Holding: The Court denied review of a criminal defendant’s request that the Government disclose whether electronic eavesdropping was used, leaving the lower-court conviction and the surveillance-disclosure issues undisturbed.

Real World Impact:
  • Leaves unanswered whether prosecutors must disclose use of eavesdropping in trials.
  • Allows the lower-court conviction to stand without court review of surveillance claims.
  • Keeps unresolved rules about surveillance evidence and when defendants can challenge it.
Topics: electronic eavesdropping, wiretapping and listening devices, criminal trials, government evidence disclosure, privacy and surveillance

Summary

Background

A criminal defendant asked at trial whether the Government had gathered evidence using listening devices or other electronic eavesdropping. The prosecutor answered only that "no illegal eavesdropping devices were used" and would not say if any eavesdropping equipment had been used. The trial judge declined to order disclosure.

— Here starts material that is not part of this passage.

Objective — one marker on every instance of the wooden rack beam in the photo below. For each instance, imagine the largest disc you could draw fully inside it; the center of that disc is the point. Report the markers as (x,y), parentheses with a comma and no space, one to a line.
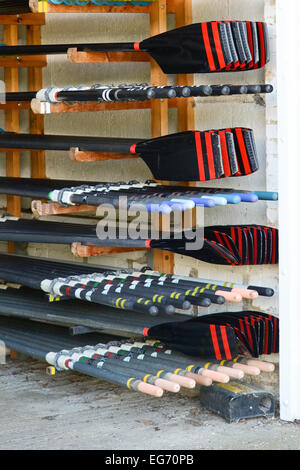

On appeal the defendant asked for a judicial hearing to determine whether electronic surveillance had occurred. The Government supplied a Department of Justice letter saying agencies were contacted and that the defendant "was not the subject of a direct microphone surveillance" and that no electronic surveillance was maintained on premises known to be his. The Court of Appeals called the prosecutor’s statement "not unequivocal" and said disclosure should have been made to the trial judge, but it affirmed the conviction. The Supreme Court denied the petition for review.

Reasoning

The core question is whether courts must determine if the Government used electronic surveillance and whether such surveillance was lawful. The dissenting opinion emphasized that these issues involve the Omnibus Crime Act’s rules for warrants and emergency interceptions, questions about probable cause, scope of authorization, and the Act’s civil remedies and evidence rules. The dissent argued these are new, important legal questions that affect how and when intercepted communications can be used in trials and that the courts—not just prosecutors—should decide their legality.

Real world impact

Because the Supreme Court refused to hear the case, the lower-court result stands and the specific surveillance-disclosure questions remain unsettled. The opinion highlights that electronic surveillance was widespread in many investigations and that many people and cases could be affected. The denial is not a decision on the merits; the legal issues could be raised again in other cases or future proceedings.

Dissents or concurrances

Justice Douglas, joined by Justice Brennan, dissented, stating he would have granted review to resolve how courts must handle claims of electronic surveillance and to protect privacy and constitutional bounds.